Unit tests already have the capability of testing private methods and functions, and they can generally be more thorough in what they test about the API compared to a small code example in documentation. Aren't unit tests the right tool for the job?
As far as I am aware, doctests are not intended to test private APIs at all. So yes, that is the current state of things as I understand it.
Best practice is to use unit tests.
In my experience, and as far as I know from code I've seen and worked on that is written by others, code examples don't have to appear in doctests for private APIs because they already appear in unit tests. Docs for private APIs are almost always slim anyway, because tools like docs.rs will generate only public API documentation. So that's really all there is to look at. AFAIK, there is no way to get docs.rs to generate documentation with private items.

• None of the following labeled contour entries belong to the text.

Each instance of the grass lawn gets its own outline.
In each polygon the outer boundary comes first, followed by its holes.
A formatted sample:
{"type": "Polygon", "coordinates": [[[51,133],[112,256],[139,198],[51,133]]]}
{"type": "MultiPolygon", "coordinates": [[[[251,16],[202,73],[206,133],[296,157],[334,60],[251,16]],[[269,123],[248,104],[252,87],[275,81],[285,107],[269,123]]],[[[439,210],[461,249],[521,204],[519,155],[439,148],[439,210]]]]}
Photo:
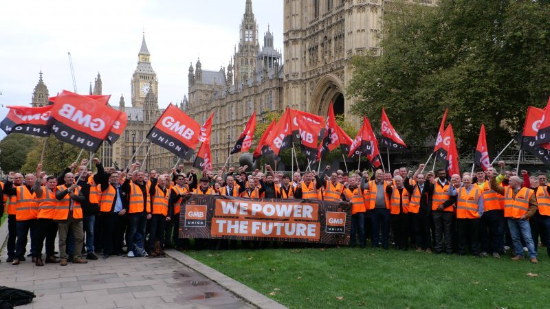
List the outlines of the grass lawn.
{"type": "Polygon", "coordinates": [[[544,247],[538,264],[370,248],[186,253],[293,308],[550,306],[544,247]]]}

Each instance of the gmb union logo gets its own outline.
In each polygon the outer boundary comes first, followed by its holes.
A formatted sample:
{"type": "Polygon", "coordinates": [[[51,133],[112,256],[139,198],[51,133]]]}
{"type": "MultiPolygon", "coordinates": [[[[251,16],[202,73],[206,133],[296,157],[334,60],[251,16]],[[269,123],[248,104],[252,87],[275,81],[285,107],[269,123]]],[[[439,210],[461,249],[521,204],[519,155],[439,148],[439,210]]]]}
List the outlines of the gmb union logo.
{"type": "Polygon", "coordinates": [[[346,231],[346,213],[327,211],[327,233],[344,233],[346,231]]]}
{"type": "Polygon", "coordinates": [[[206,205],[188,205],[185,208],[186,227],[206,226],[206,205]]]}

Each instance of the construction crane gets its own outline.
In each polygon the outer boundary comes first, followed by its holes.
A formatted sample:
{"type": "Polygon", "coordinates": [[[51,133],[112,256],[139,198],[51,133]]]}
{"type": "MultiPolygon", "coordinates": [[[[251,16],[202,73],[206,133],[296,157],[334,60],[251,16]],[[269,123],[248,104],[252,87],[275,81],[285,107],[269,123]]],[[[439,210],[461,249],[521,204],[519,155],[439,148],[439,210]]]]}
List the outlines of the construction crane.
{"type": "Polygon", "coordinates": [[[73,76],[73,88],[74,88],[74,93],[76,93],[76,79],[74,78],[74,69],[73,68],[73,58],[71,58],[71,52],[67,53],[69,54],[69,65],[71,67],[71,74],[73,76]]]}

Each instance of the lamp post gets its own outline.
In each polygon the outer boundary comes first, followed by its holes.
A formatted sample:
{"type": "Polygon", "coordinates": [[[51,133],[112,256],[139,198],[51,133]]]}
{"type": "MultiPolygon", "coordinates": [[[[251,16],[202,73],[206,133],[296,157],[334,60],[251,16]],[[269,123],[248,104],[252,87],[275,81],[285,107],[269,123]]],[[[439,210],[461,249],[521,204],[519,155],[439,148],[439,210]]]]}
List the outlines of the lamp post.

cargo doc to output any documentation for private items requires a special CLI flag. I suspect few people bother doing this locally. Maybe in CI? I don't know of any examples in the wild.
In other words, private API documentation of any kind is probably uncommon because there is some friction in the ecosystem.
It seems unusual that you would expect the visibility of functions and methods to change frequently enough for this to be a major concern. (With such an unstable API, wouldn't you want to limit how much effort goes into documenting internals?) But I think the same conclusion probably holds; the unit tests are functional examples, even if they don't appear in documentation.
All that said, I have no visibility into rustdoc. The best I can do is basically the same as you can: Search for existing open issues to find out what the status may be, if any. This one is relevant: Private doc test flag · Issue #60820 · rust-lang/rust (github.com) The last reply to that thread links back to other relevant threads on this forum.
So, it seems you are not alone but there has been little effort to address this shortcoming. If I had to guess, that is probably because unit tests are adequate and more capable than doctests.